The mines were planted "randomly, in a way that makes it impossible for the team to prepare a conceptual map to work from, with the aim of impeding the work of specialised teams", he told Diyaruna.

"Another obstacle is the fact that homes and surrounding areas are heavily booby-trapped," he said. "The sweep operations cannot be completed before they are removed, and it is impossible for the civilians to return with this massive quantity of them still in place."

Dozens of ISIS car bombs were seized during the operations and are being dismantled as well, Ceylan said.

"Some of them contained tonnes of high explosives so as to cause maximum damage to lives and property," he said, adding that some private homes were fully rigged with explosives as well.

Civilians flee the city

Al-Tabqa shopkeeper Hamad al-Nafeh told Diyaruna that he and dozens of other residents were able to flee the city before the liberating forces regained control.

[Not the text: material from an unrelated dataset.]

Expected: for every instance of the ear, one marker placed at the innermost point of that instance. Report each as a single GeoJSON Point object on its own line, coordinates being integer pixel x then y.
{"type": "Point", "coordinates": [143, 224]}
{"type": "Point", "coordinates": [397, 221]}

This was thanks to a small group of SDF fighters "who risked their lives and slipped into the city to communicate with a number of trusted residents", he said.

The escape operation was arranged out of sight of ISIS fighters and their spies, who are scattered throughout the city, he said.

"The escape operation was carefully planned and executed along a specific route that was cleared of mines and secured by the liberating forces," al-Nafeh said.

The civilians were transported in SDF vehicles to a safe assembly point and were provided with food, water and blankets, he said, adding that medical care was provided to those in need.

After this, their documents were checked to verify their identities, he said, and they were transferred to a camp near Ain Issa. They are expected to be allowed to return after the fighting stops and the city is cleared of mines.